Eboué prétend faire un film sur l’identité. Alors résumons, pour parler de l’identité en 2011 en France, il faut se placer en Martinique en 1780 ? Pourquoi pas, mais le sujet ne peut pas être traité avec autant de complaisance. Deux mecs racistes, un lèche-cul aliéné et un pauvre type qui cache lâcheté et nullité sous un vernis de rébellion, se verront offrir une rédemption en retournant dans le passé.
Deux frères se retrouvent en Martinique au chevet de leur père mourant qu’ils n’ont jamais connu. Antagonistes dans leurs excès, Joà«l attribue tous ses malheurs aux Blancs tandis que Régis voudrait voir disparaître pour toujours le phénotype que lui a donné son géniteur. Constatant que l’héritage paternel consiste en la transmission de l’acte d’affranchissement d’un aïeul, ils le déchirent avec mépris et s’assoient allègrement sur un quelconque devoir de mémoire. Pour les punir, leur tante les envoie deux siècles en arrière. Avec des quiproquos et des scènes décalées, qui avouons-le font rire ou sourire.
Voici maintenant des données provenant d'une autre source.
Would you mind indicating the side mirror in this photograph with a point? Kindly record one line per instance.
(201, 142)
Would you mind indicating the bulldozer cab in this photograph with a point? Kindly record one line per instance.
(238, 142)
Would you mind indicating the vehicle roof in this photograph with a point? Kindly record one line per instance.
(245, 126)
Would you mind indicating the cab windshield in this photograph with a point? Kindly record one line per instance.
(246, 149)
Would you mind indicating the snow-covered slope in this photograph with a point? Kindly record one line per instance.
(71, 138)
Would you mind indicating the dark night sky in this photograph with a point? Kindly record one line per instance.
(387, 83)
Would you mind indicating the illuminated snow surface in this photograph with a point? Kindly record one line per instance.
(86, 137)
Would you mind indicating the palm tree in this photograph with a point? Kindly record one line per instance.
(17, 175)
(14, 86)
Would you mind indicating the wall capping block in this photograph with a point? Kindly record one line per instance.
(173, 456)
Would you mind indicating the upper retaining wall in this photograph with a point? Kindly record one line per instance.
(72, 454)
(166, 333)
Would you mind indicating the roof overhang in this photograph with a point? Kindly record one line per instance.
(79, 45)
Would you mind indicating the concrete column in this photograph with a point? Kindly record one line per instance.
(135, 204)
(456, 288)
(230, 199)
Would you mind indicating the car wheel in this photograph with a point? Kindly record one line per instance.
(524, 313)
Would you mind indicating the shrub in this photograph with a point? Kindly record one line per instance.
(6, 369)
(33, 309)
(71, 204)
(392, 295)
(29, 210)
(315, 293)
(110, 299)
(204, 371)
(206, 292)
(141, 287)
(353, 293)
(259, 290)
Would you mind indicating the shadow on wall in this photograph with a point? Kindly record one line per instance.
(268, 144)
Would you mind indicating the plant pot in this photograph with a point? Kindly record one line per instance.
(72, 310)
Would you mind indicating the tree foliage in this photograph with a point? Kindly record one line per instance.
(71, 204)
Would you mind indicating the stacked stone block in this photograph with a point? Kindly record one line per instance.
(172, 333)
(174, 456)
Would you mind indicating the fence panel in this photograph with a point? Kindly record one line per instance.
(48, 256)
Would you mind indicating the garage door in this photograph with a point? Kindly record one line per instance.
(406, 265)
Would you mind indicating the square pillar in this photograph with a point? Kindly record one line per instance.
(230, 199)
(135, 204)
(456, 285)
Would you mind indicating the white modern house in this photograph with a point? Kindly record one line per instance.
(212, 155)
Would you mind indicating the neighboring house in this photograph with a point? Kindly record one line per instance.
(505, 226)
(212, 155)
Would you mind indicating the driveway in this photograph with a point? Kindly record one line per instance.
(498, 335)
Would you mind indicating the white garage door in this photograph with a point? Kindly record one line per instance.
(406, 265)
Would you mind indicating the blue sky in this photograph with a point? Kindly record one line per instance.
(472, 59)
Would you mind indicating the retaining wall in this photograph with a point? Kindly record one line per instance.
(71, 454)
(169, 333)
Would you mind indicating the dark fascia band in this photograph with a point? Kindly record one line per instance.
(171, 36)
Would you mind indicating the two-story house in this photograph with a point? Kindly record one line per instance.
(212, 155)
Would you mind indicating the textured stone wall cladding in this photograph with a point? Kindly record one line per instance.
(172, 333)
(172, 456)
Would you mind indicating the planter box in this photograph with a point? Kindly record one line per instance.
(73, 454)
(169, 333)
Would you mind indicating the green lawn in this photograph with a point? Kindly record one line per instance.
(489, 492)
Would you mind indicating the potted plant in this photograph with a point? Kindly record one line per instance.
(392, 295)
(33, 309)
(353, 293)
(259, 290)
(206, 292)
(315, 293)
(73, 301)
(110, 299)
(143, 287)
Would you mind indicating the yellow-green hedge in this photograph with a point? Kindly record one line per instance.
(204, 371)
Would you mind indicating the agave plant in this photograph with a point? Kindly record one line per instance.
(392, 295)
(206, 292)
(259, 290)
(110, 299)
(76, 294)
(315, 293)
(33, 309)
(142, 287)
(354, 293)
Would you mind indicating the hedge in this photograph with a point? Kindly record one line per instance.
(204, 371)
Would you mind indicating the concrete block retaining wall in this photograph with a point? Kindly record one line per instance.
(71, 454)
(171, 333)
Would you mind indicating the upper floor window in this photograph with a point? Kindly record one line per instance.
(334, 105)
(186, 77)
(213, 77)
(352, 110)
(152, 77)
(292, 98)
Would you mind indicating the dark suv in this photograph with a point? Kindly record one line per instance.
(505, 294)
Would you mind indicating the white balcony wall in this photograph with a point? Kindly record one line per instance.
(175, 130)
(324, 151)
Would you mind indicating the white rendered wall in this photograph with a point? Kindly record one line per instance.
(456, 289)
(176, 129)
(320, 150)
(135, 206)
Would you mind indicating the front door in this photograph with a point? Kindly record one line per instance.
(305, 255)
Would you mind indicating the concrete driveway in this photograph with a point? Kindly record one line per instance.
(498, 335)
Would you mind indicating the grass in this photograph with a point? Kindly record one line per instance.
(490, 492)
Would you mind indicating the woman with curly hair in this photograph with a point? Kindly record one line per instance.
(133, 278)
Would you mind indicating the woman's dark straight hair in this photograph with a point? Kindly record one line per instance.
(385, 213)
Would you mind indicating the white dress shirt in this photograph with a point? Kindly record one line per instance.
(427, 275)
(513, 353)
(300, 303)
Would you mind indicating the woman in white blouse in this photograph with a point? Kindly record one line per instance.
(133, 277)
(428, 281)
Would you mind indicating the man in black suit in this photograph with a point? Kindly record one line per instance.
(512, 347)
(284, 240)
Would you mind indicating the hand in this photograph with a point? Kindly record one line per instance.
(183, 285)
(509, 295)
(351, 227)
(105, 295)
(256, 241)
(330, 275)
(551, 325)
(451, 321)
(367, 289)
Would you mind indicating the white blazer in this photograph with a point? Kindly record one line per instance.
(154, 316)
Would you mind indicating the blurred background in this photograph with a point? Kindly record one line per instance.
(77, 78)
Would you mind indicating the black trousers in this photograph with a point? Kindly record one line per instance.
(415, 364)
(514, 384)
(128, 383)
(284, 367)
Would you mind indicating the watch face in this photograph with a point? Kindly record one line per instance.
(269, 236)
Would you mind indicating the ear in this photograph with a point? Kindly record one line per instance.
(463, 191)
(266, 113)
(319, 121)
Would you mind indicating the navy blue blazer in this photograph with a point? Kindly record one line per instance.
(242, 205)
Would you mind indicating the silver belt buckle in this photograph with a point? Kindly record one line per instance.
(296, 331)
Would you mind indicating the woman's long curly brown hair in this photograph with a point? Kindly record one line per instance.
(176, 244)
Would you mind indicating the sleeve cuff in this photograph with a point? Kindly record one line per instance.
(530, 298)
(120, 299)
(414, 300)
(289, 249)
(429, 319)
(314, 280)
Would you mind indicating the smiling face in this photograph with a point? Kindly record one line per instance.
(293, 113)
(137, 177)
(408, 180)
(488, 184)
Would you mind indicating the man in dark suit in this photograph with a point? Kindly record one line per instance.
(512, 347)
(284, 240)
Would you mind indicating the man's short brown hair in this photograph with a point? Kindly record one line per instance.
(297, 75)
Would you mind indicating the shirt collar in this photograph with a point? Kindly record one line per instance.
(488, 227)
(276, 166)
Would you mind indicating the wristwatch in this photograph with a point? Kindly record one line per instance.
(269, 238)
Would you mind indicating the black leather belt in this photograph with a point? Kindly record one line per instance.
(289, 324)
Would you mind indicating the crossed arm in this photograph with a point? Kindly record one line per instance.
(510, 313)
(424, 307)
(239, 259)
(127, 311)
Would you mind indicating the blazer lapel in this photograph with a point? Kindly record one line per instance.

Le problème du film n’est pas de faire rire d’un crime contre l’humanité. Ce sont ses maladresses. Il est vrai que l’humour d’Eboué est réputé être trash, pourtant il règne sur le film comme une volonté de ne blesser ou de ne choquer personne. Malgré tout, cet objectif est raté.
Le traitement des Nègres marrons est tout bonnement affligeant. Ils sont représentés comme des êtres assoiffés de sang. Le film renvoie leur violence et le système esclavagiste dos à dos. Les frères fuient les rebelles quand Régis refuse de répondre à l’injonction de tuer tous les Blancs lors d’une cérémonie. Les bons Nègres seraient donc ceux qui ne remettent pas en cause l’ordre établi ?
D’ailleurs l’esclavage présenté, hormis les punitions infligées aux protagonistes (fouet, fleur de lys tatouée sur le postérieur), n’a pas l’air si terrible. C’est un des principaux défauts du film. Les spectateurs n’ayant pas la connaissance historique des atrocités pratiquées à l’époque sont-ils capables de se représenter cette période de l’histoire comme l’un des pires moments de l’humanité ?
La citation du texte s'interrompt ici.